If Point Blank sounds a lot like a modernized film noir, it's because that's exactly what it is, with all the updated stylistic trappings of the late 1960's provided by director John Boorman. These trappings include dazzling color photography by Philip Lathrop, casual sex, and a fair amount of matter-of-fact violence.

The storytelling is frequently elliptical. We have no idea how Marvin managed to make it from Alcatraz to San Francisco. In one scene he is struggling into the waters of the bay; in the next he is riding with Wynn in a boat taking a tour of the bay while a guide explains over a loudspeaker that no one ever successfully escaped from Alcatraz. In one scene he is in his wife's apartment discovering her in the bedroom, a suicide dead from a drug overdose; in the next he is sitting in the same apartment, now completely stripped of all its furnishings. We don't know how much time has elapsed or what has happened to the dead wife (although he does later visit her grave). In one scene Walker learns from his dead wife's sister (Angie Dickinson), with whom he has begun a desultory affair, that the building across the street from the mob's stronghold is an apartment building. In the next scene he is sitting in an apartment in the building with two men (are they gay?), who are willingly complying with his instructions to tie themselves up and call the police to say they have been robbed. There seems to be no coercion involved. How did he get into the apartment? How did he get them to cooperate?
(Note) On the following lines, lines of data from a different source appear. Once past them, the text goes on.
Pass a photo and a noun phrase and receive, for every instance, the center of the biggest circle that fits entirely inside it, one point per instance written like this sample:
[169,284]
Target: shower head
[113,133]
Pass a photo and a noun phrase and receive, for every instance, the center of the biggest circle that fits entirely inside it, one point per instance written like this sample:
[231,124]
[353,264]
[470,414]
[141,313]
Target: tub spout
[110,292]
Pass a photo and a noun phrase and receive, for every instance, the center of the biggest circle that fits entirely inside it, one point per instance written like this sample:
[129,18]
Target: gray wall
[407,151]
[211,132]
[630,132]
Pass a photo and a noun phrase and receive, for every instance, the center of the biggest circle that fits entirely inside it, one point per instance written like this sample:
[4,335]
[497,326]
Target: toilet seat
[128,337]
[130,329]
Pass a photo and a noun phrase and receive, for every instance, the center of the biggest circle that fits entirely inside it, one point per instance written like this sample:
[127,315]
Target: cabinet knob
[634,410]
Boorman is masterful in his use of setting to convey a strong sense of place. The abandoned prison buildings and cells at Alcatraz, the seedy club where Walker goes looking for the friend who betrayed him, the bleakly modernistic apartments, penthouses, offices, the soulless showplace of a house where the head of the mob (the pre-Archie Bunker Carroll O'Connor) lives, the concrete canyon of the Los Angeles River—all these locations greatly intensify the alienated and unsettling effect of the movie. Boorman has just as vivid a sense of setting as Antonioni; the difference is that with Boorman these are clearly backgrounds to the action, not ends in themselves. Boorman even uses setting as a structural device, bringing the movie full circle by opening and closing it on Alcatraz.
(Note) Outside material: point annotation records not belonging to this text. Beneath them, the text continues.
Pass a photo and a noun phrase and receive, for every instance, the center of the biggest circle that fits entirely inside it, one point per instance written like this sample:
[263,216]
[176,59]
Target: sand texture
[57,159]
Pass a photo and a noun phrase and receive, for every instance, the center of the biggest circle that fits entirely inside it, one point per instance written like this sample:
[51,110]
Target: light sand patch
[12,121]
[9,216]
The editing of Point Blank is also noteworthy, at times fracturing the linear chronology of the movie not as a flashy gimmick but for legitimate narrative purposes. The opening sequence is particularly brilliant, with Walker regaining consciousness in the derelict prison cell and struggling to remember how he got there. For its first several minutes the movie shows us the fragmented jumble of memories and images that flood his mind as he attempts to piece together the explanation. That Boorman manages to use this process as a means of covertly providing exposition without confusing the viewer is proof of his economy and skill as a storyteller.

At certain points later on, Walker flashes back for a moment to something else that has happened in the movie, and again Boorman makes these momentary flashbacks seem the entirely natural result of the movie slipping briefly into Walker's point of view. These stream-of-consciousness memories that replay themselves in his mind are never gratuitous, but rather are echoes triggered by something that reminds Walker of an event that happened earlier in the film at a moment of heightened awareness and that continues to haunt him: another time he opened a curtain, another time he walked into a bedroom, another time he was attacked and beaten.
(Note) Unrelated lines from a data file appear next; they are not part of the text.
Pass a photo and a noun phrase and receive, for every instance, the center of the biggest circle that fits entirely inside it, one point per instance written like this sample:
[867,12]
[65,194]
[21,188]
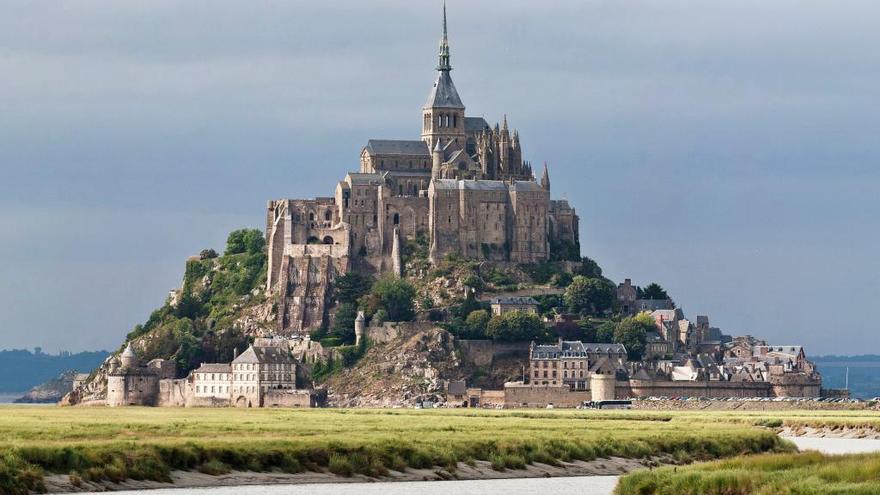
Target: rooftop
[514,300]
[397,147]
Apart from these references to earlier events in the movie, Walker seems to exist in a vacuum. At one point, when asked his first name he replies, "I never use it." We know nothing of his background, of his profession, of his interests. He seems to inhabit an eternal present with the only fixed points of reference the events of the movie itself. He is, in short, an exemplary existential hero, a solitary man moving through a dangerous, unstable, and unpredictable world in which the only way to survive is to react to each new situation with a new response. In Point Blank, film noir attitude meets existential philosophy. Even the title sounds like a pun that suggests the ultimate meaninglessness of existence.